I really think you need to get your own place or just learn to deal with the situation as it is. If your DH only works 4-10 hours a week then you can find a job when your DH is off and he can stay and watch the baby. It sounds like your family can really use the help financially.
yall should be ashamed of yourselves.
this poster said she needed to rant, which means she needed to get stuff off her chest, not have your opinions slammed down her throat. It's the internet, if you don't like something move on, if you don't agree with something, deal with it. she never typed 'what do yall think.' She said it thanks for letting me vent.

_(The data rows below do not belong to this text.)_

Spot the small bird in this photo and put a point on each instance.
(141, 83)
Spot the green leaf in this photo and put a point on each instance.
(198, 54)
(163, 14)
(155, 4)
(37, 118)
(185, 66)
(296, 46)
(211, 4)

I had a really good job as a teacher, DH and I got pregnant about 4 years too early, but we value life, so we decided to keep our child even though she didn't fit into our plan or our debt-reduction budget. I loved teaching. I love my child. I found out 4 weeks before I was going on maternity leave that my school was closing, I wouldn't have a job. I draw unemployment, that doesn't mean I'm lazy, it means I can pay my rent, I can pay my internet bill so I can keep looking for work. You can't know everything about a person from a post, reserve judgement, have compassion.
Cautiously expecting our second little petri dish baby - stick, Baby, stick!